Every major automation vendor is moving up the stack.
They’ve been doing it for a couple of years now, but the pace has accelerated. Orchestration capabilities added to execution platforms. Governance features bundled into licensing agreements. Analytics dashboards that only show you data from their own tools.
They’re calling it integration. And on the surface, it looks convenient. One vendor, one platform, orchestration included. Fewer procurement headaches. Simpler architecture. Except that’s not what’s actually happening.
What’s happening is that your governance layer, your cost visibility, your workflow routing decisions, and your performance analytics are all living inside the same platform that sells you execution licences. The same vendor that benefits commercially when you buy more bots or agents is now the one telling you how well they’re performing and whether you need more of them. That’s a conflict of interest dressed up as a feature.
And it’s worth being honest about why this matters. Because most enterprises aren’t running a single automation vendor anymore. They haven’t been for a while. Two RPA platforms across different regions or business units are common. Three isn’t unusual. Add AI agents from a different set of providers, API integrations, Power Automate flows, and the occasional human-in-the-loop workflow, and you’ve got a stack that no single vendor can see the full picture of.
So when one of those vendors offers to orchestrate everything, ask yourself: orchestrate everything, or orchestrate everything, as long as it runs on their platform? There’s a meaningful difference.
A global insurer came to us running two of the top three vendors across different regions. Neither platform could give them a unified view of cost, performance, or utilisation. Each had its own dashboards, its own metrics, its own version of the truth. We sat above both. One control plane. One set of governance policies. One place to see what was actually working and route work accordingly.
That independence isn’t something a platform vendor can offer. Their view will always favour their own tools. Not because they’re dishonest, but because their commercial model requires it.

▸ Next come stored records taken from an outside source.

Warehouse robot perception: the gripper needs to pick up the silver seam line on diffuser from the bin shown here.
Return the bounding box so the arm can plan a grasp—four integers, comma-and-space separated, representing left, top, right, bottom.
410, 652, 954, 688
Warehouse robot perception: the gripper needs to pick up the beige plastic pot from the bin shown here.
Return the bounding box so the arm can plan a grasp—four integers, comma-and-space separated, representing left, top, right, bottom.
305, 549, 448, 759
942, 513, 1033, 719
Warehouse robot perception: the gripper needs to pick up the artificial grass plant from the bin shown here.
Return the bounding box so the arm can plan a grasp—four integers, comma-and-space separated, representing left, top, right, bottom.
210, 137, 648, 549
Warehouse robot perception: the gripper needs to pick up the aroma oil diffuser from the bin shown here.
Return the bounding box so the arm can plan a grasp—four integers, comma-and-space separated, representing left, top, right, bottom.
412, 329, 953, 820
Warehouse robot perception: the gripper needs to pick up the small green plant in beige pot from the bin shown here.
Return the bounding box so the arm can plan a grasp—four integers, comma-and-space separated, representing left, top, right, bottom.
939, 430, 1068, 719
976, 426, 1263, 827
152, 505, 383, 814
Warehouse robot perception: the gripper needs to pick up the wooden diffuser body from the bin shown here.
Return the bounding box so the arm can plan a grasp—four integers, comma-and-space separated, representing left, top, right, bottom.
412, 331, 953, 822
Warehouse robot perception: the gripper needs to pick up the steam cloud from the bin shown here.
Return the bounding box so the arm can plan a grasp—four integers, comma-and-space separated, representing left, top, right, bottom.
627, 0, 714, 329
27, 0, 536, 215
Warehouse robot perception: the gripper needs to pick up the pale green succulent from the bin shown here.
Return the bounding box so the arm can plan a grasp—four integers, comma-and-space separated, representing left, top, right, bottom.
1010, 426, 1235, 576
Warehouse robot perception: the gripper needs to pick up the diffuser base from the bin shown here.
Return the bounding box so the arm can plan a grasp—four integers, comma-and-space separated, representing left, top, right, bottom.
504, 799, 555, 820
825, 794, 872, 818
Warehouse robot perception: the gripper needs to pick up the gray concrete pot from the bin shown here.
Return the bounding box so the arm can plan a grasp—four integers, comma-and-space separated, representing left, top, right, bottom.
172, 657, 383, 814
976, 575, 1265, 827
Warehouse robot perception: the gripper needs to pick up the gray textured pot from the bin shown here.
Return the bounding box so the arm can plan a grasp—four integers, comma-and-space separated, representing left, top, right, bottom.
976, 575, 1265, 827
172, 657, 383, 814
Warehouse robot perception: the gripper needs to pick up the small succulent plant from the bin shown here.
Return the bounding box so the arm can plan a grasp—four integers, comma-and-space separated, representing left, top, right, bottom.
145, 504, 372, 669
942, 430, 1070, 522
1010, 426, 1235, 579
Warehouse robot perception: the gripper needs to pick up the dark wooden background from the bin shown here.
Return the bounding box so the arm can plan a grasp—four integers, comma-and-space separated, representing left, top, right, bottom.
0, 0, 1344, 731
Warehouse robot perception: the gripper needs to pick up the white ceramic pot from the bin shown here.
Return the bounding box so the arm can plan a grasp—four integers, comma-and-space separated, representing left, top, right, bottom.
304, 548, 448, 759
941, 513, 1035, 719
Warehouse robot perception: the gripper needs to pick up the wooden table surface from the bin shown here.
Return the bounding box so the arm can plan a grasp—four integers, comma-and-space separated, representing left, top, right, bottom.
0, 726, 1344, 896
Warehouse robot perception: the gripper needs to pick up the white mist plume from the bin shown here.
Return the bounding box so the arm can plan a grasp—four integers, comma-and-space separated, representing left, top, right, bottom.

Gartner has been watching this dynamic closely. Their research on universal orchestration makes the case that enterprises deploying AI agents across multiple vendors and platforms will increasingly need a dedicated orchestration layer, one that’s independent of the execution technologies underneath. Their prediction: 90% of enterprises in this position will need an abstracted universal orchestrator by 2029.
The reason is structural. As AI agents move from experimentation into production, orchestration becomes the primary constraint on safe, compliant, repeatable outcomes. And that orchestration can’t credibly come from the same vendors whose commercial incentive is to keep you inside their stack.
This is the architecture question that enterprise technology leaders are going to have to answer. Some are already answering it.
E.ON made a deliberate choice to bring in an independent orchestration layer rather than rely on their existing platform vendors for governance and visibility. The results were measurable: 99% SLA adherence and 25% reduction in total cost of ownership. But the strategic value went beyond those numbers. They now have a single view across their entire automation estate, with governance that isn’t tied to any one vendor’s roadmap.
The enterprises getting this right are treating orchestration as an independent architectural decision. They’re buying the ability to mix tools, swap tools, and govern everything from one place, regardless of which vendor built the bots.
The ones who wait are going to find that the choice gets made for them. Because every quarter that passes, the vendors integrate a little deeper. The switching costs get a little higher. And the window for architectural independence gets a little narrower.
We built C TWO on a simple assumption: the orchestration layer should outlive any single vendor choice. We don’t sell bots. We don’t sell agents. We don’t compete with your existing platforms. We sit above everything for unified orchestration, governance and visibility.
That independence isn’t a limitation. For the 170+ enterprises we work with across 14 countries, it’s the point.